Selections from the Photography Collection
Through May 27, 2001

This powerful exhibition surveys the history of photography through the Chrysler Museum Collection. The imagery ranges from the earliest daguerreotype and calotype images to camera-less work and digital imaging. Approximately half of the photographs in the exhibition are new acquisitions never shown in this context. This Gallery features a number of new works from the David L. Hack Collection of Civil War photography. Acquired by the Museum in 1998, these photographs will be featured in a forthcoming major exhibition. Also in this Gallery one can see new acquisitions by some of the finest 19th-century French photographers including Edouard Baldus, Maxime Du Camp, and the highly accomplished but virtually unknown Jean-Baptiste Frenet.

The second Gallery features selections from the Museum's Civil Rights Movement Photography Collection. These photographs documented the Civil Rights battle that raged against racial injustice in America during the 1950s, 60s, and 70s.
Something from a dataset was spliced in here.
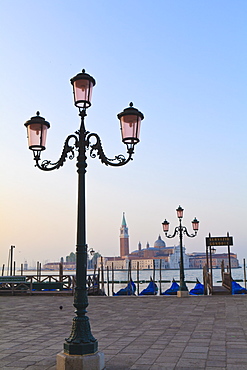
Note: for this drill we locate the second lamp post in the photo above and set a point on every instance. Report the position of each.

The publication of these images in newspapers, magazines, and other media helped create public awareness and implement meaningful social change. This is a prime example of Humanistic Photography, or of the medium being used to improve the human condition.

This Gallery also juxtaposes the work of Gary Schneider, Adolphe Bertsch, and Harold Edgerton. In the 1930s Edgerton developed a stroboscopic light to photograph objects moving faster than the human eye could discern. Through science, he was able to create images that embodied an aesthetic pleasure for the viewer. Similarly, in the 1850s Bertsch used the microscope to investigate a world that only could be viewed with extreme magnification. His image of the rear of a human iris is a fitting subject for this visual medium.

The third Gallery includes a section devoted to a wide range of portraiture, from Paul Strand's classically straightforward portrait of The Family to Nancy Burson's digital composite of the major world races. These examples illustrate that photography's ability to render the human subject is limited by only the artist's imagination. This extraordinary exhibition is on view in the Alice and Sol B. Frank Photography Galleries.